By Rick Bennett of Epic Development
I was flying to Los Angeles recently to catch up on the latest housing trends on the west coast. In my reading material was an article from last week’s Wall Street Journal titled “Blue Print For A New American Home“. The information shared in this article is certainly timely and consistent with many of the trends I try to identify and interpret as we design homes for the Atlanta market.
I’ve written before about the mid-century modern revival that is in full force in California, but still just gaining traction in Atlanta. This trend will continue in Atlanta, but our traditional design roots will likely still influence us. I am seeing a preference for traditional exteriors combined with cleaner, more modern and simple lines on the interior of the home. This has been defined as “Transitional Architecture”.

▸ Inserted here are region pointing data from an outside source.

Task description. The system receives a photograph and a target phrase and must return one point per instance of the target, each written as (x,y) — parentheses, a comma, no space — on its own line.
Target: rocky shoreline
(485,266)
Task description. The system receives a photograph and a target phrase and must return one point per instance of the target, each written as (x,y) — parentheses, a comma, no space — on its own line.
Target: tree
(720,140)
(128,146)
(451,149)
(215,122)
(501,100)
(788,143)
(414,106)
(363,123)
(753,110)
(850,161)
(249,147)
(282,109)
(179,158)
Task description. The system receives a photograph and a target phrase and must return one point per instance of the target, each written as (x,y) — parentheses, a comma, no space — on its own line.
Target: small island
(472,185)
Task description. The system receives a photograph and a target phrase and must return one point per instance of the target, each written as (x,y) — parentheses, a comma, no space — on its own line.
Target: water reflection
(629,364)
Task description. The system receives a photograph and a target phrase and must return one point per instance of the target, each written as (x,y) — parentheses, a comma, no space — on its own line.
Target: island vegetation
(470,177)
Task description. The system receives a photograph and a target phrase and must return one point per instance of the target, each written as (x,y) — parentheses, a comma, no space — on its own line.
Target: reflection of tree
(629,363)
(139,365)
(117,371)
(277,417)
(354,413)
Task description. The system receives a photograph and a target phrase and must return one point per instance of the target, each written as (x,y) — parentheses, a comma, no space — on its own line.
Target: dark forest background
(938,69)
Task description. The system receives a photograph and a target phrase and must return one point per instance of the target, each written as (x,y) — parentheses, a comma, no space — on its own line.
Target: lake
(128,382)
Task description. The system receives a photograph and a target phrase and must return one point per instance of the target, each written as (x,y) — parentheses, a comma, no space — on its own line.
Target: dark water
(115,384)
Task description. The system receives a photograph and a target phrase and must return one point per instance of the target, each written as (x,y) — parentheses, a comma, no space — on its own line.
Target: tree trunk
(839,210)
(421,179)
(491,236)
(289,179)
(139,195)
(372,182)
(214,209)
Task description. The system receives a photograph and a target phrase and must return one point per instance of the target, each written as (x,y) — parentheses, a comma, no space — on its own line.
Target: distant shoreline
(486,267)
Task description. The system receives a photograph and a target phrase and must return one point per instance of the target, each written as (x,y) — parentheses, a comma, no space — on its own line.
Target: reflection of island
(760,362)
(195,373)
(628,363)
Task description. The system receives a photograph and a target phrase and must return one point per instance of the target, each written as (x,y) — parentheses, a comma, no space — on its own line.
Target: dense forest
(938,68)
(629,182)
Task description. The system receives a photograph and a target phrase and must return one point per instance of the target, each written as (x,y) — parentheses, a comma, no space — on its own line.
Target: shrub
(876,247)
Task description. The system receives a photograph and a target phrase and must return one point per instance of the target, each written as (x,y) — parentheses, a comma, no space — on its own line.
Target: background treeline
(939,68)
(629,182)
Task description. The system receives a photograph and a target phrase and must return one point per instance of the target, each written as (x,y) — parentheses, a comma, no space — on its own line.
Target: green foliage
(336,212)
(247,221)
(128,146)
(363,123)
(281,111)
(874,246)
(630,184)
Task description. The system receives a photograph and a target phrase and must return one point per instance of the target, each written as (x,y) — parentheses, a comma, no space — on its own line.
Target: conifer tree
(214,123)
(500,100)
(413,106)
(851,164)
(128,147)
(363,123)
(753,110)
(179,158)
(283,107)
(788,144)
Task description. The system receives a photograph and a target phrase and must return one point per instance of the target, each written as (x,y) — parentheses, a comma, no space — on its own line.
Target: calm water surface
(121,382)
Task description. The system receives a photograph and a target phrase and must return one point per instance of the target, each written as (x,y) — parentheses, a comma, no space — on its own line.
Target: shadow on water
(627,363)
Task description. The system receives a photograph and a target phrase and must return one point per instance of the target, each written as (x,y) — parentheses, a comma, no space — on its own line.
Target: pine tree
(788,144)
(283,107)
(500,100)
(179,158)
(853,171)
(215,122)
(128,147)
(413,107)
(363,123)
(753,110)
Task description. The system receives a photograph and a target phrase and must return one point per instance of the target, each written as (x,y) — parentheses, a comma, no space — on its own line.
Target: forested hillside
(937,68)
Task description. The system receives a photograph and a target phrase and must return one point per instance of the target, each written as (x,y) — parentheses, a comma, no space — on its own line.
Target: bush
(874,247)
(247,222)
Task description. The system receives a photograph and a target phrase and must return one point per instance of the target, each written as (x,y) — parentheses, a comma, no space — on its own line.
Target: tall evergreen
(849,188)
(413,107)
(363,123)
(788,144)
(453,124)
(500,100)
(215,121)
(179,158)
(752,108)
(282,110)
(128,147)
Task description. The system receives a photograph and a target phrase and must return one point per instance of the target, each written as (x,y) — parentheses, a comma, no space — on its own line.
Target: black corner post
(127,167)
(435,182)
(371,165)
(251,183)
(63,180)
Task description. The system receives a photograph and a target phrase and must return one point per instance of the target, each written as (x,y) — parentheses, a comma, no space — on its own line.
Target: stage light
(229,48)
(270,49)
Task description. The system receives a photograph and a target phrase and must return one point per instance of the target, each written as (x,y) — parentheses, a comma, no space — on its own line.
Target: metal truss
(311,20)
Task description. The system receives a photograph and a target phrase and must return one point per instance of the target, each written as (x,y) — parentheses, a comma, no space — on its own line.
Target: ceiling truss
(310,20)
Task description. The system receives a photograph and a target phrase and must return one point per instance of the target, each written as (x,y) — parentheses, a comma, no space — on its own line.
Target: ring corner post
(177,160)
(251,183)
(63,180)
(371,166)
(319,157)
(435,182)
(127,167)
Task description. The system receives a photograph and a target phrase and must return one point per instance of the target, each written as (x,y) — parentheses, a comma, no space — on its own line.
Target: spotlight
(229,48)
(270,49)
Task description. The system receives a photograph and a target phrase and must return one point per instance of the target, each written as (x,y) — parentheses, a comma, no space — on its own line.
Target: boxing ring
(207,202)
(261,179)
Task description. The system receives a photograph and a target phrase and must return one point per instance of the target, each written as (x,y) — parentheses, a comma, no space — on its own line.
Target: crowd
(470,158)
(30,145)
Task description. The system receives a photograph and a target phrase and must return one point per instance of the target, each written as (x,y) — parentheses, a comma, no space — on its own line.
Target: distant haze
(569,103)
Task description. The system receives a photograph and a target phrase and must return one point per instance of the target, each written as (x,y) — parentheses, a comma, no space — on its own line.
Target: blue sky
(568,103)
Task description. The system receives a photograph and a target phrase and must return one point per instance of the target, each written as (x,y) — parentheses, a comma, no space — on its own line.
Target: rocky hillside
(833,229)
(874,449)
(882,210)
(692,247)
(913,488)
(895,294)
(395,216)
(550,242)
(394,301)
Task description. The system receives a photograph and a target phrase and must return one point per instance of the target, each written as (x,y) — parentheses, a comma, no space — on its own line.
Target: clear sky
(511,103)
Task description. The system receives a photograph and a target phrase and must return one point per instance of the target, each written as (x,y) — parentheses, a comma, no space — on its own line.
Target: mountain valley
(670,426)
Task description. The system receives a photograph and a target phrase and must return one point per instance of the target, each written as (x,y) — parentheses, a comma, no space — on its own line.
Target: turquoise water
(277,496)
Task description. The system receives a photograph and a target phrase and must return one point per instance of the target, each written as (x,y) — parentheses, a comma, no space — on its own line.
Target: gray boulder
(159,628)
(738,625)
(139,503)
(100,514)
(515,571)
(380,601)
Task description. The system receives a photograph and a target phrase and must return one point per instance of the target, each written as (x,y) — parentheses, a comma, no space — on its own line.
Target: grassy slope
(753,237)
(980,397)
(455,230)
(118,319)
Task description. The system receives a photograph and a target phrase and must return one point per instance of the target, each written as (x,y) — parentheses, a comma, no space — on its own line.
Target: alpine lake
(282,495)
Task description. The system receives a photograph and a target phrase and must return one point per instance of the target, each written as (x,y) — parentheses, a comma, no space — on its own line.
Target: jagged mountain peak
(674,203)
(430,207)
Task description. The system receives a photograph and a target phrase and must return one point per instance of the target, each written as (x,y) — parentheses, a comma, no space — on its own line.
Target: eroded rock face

The WSJ article’s focus is on how we use our housing space and how that translates into floor plans. Some of the elements changing include the following: the grand two-story foyers typical of the McMansion years are being replaced by more modest entrances; open family rooms are now preferred over formal living rooms; elaborate master showers are replacing the soaker/Jacuzzi tub; and the addition of outdoor living spaces.
We see the same trends here in Atlanta, and discussions with our buyers support this as well. When I recently asked one of our clients what she liked about the home she just bought she said, “I love everything and the home has a warm feeling unlike any of the other properties my husband and I found during our home search.” It was an emotional, subjective response to objective elements that included an open floor plan, modest yet intriguing gallery foyer, and the more modern, clean and simple lines consistent with many of the changes noted in the article.
While the floor plan elements were significant to this buyer, the overall response was more a result of our having executed the interior design correctly using appropriate choices for materials, finish, color, and lighting. This is precisely what Epic Development strives to achieve with every home we create; we look to satisfy our clients needs at a level well beyond mere shelter.